Create a joblib backend factory that uses Civis Custom Scripts.

If your template has settable parameters “CIVIS_PARENT_JOB_ID” and “CIVIS_PARENT_RUN_ID”, then this executor will fill them with the contents of the “CIVIS_JOB_ID” and “CIVIS_RUN_ID” of the environment which created them. If the code doesn’t have “CIVIS_JOB_ID” and “CIVIS_RUN_ID” environment variables available, the child will not have “CIVIS_PARENT_JOB_ID” and “CIVIS_PARENT_RUN_ID” environment variables.

Parameters:
from_template_id: int

Create jobs as Custom Scripts from the given template ID. When using the joblib backend with templates, the template must have a very specific form. Refer to the documentation for details.

arguments : dict or None, optional

Dictionary of name/value pairs to use to run this script. Only settable if this script has defined params. See the container scripts API documentation <https://platform.civisanalytics.com/api#resources-scripts> for details.

client : civis.APIClient instance or None, optional

An API Client object to use.

polling_interval : int, optional

The polling interval, in seconds, for checking container script status. If you have many jobs, you may want to set this higher (e.g., 300) to avoid rate-limiting <https://platform.civisanalytics.com/api#basics>. You should only set this if you aren’t using pubnub notifications.

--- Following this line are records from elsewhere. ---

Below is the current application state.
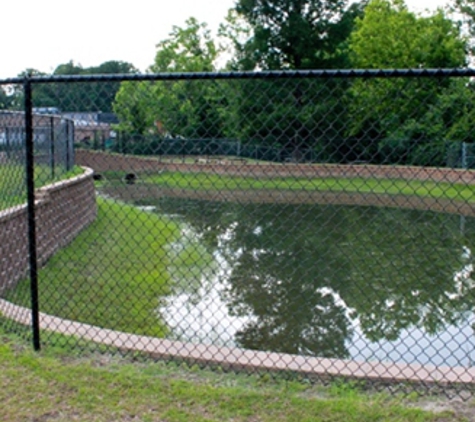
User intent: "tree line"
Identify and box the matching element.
[4,0,475,165]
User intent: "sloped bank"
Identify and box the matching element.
[0,168,97,294]
[75,150,475,185]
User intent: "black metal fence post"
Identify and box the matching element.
[23,76,41,351]
[50,116,55,180]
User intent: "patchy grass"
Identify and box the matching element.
[0,331,467,422]
[124,172,475,202]
[7,198,184,337]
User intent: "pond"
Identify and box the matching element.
[140,198,475,367]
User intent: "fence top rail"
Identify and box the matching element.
[0,68,475,85]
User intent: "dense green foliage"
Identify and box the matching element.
[110,0,475,166]
[12,60,137,113]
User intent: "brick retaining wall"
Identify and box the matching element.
[0,169,97,294]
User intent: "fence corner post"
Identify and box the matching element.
[23,75,41,351]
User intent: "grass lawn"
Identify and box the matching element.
[130,172,475,202]
[0,329,469,422]
[7,198,188,337]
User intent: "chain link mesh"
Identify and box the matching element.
[0,72,475,397]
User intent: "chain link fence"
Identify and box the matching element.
[0,70,475,398]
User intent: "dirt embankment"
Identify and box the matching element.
[76,151,475,216]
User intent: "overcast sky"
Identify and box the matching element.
[0,0,454,78]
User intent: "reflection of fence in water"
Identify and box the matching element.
[4,71,475,398]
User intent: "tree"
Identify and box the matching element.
[348,0,466,165]
[25,60,137,113]
[114,18,226,153]
[231,0,365,69]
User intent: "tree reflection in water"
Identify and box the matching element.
[146,199,475,364]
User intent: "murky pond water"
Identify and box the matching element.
[138,199,475,366]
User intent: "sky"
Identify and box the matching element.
[0,0,454,78]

max_submit_retries : int, optional

The maximum number of retries for submitting each job. This is to help avoid a large set of jobs failing because of a single 5xx error. A value higher than zero should only be used for jobs that are idempotent (i.e., jobs whose result and side effects are the same regardless of whether they are run once or many times).

max_job_retries : int, optional

Retry failed jobs this number of times before giving up. Even more than with max_submit_retries, this should only be used for jobs which are idempotent, as the job may have caused side effects (if any) before failing. These retries assist with jobs which may have failed because of network or worker failures.

hidden: bool, optional

The hidden status of the object. Setting this to true hides it from most API endpoints. The object can still be queried directly by ID. Defaults to True.